In a significant development in the world of alcohol delivery, Uber has announced plans to shut down Drizly, the popular alcohol delivery app, and lay off all of its employees by the end of March. The move is part of Uber’s strategic decisions following its acquisition of Drizly in 2021.
Documents filed in Massachusetts reveal Uber’s intention to terminate all Drizly positions, affecting 168 employees based in Boston. The decision marks the end of an era for Drizly, which, at the time of its acquisition, had established itself as North America’s largest online booze retailer, serving more than 1,400 cities.
The acquisition of Drizly by Uber in 2021 was a significant move aimed at expanding Uber’s reach into the alcohol delivery market. Drizly’s user-friendly app and widespread service had made it a go-to platform for consumers looking to have alcoholic beverages delivered to their doorstep.

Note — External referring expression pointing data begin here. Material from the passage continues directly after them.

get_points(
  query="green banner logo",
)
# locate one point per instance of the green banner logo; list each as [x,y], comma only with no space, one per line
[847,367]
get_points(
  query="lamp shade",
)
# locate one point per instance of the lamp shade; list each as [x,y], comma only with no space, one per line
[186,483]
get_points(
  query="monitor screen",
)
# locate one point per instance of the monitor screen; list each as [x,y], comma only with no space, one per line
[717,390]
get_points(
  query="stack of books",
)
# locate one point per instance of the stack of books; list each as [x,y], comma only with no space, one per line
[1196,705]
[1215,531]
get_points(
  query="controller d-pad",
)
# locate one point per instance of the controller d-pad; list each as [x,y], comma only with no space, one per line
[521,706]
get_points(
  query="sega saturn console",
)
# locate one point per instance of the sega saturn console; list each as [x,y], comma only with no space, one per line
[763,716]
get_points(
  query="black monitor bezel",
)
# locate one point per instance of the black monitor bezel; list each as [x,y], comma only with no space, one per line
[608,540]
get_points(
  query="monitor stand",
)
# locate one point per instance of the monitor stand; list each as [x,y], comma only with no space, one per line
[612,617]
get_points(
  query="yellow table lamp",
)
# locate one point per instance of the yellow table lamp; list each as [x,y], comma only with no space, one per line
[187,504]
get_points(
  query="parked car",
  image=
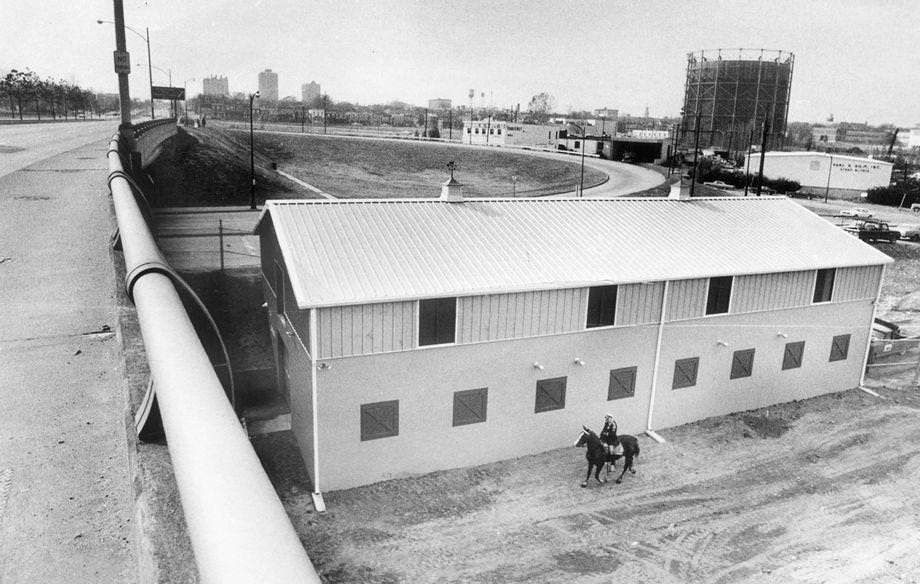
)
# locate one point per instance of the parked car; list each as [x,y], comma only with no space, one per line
[857,212]
[871,231]
[909,231]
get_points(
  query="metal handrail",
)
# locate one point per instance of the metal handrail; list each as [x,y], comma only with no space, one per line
[238,527]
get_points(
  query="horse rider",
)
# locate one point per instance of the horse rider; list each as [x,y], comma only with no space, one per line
[609,437]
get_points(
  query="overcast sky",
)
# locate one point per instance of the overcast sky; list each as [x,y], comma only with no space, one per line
[855,59]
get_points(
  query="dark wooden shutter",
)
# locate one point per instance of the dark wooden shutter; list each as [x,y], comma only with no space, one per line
[720,293]
[550,395]
[602,305]
[379,420]
[437,320]
[685,372]
[742,363]
[840,346]
[470,406]
[622,383]
[792,356]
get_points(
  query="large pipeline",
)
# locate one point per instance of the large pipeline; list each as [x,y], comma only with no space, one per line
[239,529]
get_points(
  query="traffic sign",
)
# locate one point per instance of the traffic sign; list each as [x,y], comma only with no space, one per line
[122,62]
[170,93]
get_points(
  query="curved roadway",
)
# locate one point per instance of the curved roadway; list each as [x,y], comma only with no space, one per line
[624,179]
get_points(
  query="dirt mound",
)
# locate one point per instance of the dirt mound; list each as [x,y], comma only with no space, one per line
[207,167]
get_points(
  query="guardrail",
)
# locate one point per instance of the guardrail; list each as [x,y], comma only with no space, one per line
[149,137]
[239,529]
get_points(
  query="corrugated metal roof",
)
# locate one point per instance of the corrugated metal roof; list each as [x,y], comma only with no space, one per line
[360,251]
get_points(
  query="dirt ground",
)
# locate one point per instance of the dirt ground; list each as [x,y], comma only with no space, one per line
[821,490]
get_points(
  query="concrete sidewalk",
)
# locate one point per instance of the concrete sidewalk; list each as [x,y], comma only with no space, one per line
[67,462]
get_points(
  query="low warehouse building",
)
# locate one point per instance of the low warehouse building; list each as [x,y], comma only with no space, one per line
[837,175]
[425,334]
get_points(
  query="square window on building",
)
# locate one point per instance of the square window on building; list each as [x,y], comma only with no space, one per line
[622,383]
[824,285]
[550,395]
[792,356]
[379,420]
[720,293]
[742,363]
[602,306]
[685,371]
[840,346]
[470,406]
[437,319]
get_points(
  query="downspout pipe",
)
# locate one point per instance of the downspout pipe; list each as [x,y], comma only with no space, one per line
[651,400]
[239,530]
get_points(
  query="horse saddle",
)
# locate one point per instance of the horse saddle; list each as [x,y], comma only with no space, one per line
[615,450]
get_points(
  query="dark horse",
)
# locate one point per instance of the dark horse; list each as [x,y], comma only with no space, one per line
[597,454]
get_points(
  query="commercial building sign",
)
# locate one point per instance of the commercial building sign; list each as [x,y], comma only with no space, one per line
[170,93]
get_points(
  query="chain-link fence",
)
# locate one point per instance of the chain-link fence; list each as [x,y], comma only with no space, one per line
[893,363]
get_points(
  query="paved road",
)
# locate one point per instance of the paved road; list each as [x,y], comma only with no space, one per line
[25,144]
[66,463]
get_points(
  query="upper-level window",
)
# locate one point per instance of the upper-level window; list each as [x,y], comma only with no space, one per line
[437,319]
[720,292]
[602,306]
[824,285]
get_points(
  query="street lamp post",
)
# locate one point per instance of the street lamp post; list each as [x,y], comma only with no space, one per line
[149,66]
[185,96]
[252,157]
[581,183]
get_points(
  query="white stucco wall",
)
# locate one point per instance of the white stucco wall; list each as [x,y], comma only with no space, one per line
[813,170]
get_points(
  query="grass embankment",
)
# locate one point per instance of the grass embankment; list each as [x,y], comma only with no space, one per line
[362,168]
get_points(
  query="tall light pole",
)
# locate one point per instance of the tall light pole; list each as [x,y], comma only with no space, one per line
[146,40]
[252,157]
[185,96]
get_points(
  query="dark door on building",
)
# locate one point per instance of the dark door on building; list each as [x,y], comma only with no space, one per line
[283,383]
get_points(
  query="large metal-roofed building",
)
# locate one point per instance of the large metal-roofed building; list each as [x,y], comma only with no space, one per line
[416,335]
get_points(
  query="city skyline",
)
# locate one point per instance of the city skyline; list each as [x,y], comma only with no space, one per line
[852,61]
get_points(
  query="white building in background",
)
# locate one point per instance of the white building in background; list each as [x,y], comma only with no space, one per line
[268,85]
[495,133]
[216,86]
[838,175]
[310,91]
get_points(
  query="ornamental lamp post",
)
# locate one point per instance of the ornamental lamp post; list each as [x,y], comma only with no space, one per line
[149,65]
[252,157]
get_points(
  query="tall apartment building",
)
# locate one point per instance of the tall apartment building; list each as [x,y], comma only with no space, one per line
[216,86]
[310,91]
[268,85]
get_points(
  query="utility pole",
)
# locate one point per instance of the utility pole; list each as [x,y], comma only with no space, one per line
[747,162]
[696,149]
[121,56]
[763,154]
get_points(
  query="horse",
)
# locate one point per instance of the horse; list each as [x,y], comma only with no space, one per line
[598,456]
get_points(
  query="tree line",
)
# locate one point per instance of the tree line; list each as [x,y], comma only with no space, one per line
[29,94]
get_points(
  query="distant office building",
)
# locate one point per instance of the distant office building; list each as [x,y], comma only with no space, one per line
[439,104]
[268,85]
[310,91]
[216,86]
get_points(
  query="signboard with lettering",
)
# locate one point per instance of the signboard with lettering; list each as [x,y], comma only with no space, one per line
[170,93]
[122,63]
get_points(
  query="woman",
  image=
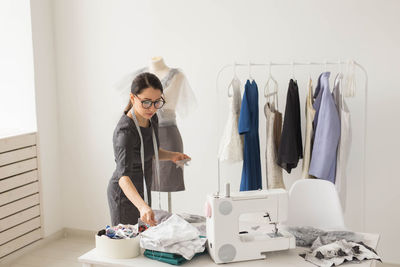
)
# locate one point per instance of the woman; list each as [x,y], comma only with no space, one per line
[130,186]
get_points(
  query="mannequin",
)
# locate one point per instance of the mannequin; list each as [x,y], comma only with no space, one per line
[179,99]
[158,67]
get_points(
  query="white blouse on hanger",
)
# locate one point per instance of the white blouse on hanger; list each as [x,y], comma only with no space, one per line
[231,145]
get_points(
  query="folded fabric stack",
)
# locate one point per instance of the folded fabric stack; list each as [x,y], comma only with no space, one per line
[332,248]
[173,236]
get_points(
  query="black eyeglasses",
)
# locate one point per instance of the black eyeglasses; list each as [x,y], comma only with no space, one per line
[146,104]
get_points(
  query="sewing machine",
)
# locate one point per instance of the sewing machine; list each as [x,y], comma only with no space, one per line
[231,238]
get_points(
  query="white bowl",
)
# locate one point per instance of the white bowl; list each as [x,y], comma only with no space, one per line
[118,248]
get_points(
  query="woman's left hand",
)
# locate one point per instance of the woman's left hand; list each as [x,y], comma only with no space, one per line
[177,156]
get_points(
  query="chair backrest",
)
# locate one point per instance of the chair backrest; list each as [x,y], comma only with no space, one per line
[315,202]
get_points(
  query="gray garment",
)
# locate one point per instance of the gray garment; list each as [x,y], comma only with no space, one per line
[126,143]
[306,236]
[327,133]
[339,252]
[171,177]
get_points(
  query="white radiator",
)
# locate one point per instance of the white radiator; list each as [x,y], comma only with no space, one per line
[20,212]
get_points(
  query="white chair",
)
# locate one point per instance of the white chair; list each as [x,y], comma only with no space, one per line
[315,202]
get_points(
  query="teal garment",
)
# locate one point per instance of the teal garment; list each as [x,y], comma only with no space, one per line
[171,258]
[166,257]
[248,126]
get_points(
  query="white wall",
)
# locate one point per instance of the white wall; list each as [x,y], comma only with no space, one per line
[17,94]
[97,42]
[47,113]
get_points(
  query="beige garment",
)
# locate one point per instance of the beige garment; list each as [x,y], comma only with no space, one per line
[274,129]
[310,113]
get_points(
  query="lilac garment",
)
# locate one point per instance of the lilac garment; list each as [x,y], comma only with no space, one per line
[327,133]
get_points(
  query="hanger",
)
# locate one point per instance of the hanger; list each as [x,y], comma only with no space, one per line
[293,78]
[274,94]
[250,77]
[230,89]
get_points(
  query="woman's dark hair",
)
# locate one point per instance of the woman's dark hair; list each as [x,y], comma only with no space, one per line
[141,82]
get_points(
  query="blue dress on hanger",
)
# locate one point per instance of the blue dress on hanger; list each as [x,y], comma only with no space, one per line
[248,125]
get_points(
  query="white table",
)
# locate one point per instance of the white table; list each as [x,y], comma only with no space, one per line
[277,259]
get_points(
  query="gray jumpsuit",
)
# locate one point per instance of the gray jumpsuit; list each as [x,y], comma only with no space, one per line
[126,143]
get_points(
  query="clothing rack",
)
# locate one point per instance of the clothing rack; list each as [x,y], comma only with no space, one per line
[293,65]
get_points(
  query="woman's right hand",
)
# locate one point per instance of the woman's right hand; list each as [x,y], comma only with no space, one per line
[147,215]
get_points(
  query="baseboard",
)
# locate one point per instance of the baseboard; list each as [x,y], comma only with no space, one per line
[35,245]
[71,232]
[63,233]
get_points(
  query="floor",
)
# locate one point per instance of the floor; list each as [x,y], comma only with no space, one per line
[60,253]
[64,253]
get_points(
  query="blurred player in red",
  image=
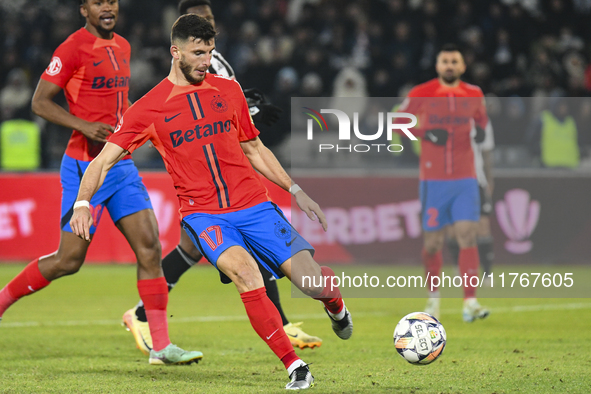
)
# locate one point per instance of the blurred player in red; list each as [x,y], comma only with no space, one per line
[447,110]
[92,67]
[483,163]
[201,125]
[186,255]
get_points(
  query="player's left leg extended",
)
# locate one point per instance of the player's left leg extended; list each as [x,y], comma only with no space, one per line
[468,263]
[242,269]
[141,231]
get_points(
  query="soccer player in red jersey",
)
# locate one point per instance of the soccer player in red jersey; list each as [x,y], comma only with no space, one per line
[92,67]
[201,125]
[186,254]
[448,109]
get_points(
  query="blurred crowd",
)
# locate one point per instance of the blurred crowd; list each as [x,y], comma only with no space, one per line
[309,48]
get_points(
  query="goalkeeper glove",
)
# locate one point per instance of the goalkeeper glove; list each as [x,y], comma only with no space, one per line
[436,136]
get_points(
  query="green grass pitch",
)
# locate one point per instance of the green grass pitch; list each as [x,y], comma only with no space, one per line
[68,339]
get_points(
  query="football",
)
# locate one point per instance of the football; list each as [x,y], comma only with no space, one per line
[419,338]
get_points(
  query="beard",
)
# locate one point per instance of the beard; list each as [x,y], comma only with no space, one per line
[187,70]
[450,79]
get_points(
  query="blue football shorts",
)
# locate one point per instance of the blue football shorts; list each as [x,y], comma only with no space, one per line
[447,202]
[262,230]
[122,193]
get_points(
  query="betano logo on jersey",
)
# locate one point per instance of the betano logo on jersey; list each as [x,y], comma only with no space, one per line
[344,134]
[178,137]
[103,82]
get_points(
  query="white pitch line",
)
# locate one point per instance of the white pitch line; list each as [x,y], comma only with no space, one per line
[206,319]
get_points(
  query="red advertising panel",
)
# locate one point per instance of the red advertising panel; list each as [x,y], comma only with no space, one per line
[30,217]
[542,219]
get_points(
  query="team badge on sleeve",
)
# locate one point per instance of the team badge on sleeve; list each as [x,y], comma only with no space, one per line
[119,126]
[54,67]
[218,104]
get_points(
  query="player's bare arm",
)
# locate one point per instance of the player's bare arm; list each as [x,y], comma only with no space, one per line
[265,162]
[91,181]
[44,106]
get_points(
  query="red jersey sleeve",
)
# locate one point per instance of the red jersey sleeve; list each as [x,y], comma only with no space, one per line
[480,116]
[135,128]
[64,64]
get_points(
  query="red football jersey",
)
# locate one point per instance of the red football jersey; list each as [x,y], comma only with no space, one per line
[94,74]
[455,109]
[198,129]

The impending shutdown of Drizly comes as Uber reevaluates its portfolio and business priorities. While the alcohol delivery app had seen success and growth, Uber’s decision to lay off all Drizly employees suggests a shift in focus and resources within the company.
The impact of this decision extends beyond Drizly’s closure, as some support roles at Uber will also be affected. However, a small number of employees from Drizly will be offered positions at Uber in the Beverage and Alcohol service, indicating a strategic retention of talent within the company.
As the alcohol delivery landscape undergoes changes with the exit of Drizly, competitors and other players in the industry are likely to assess the evolving dynamics of this market segment. The move by Uber emphasizes the fluid nature of the tech and delivery industries, where companies continually adapt their strategies to align with market demands and organizational goals.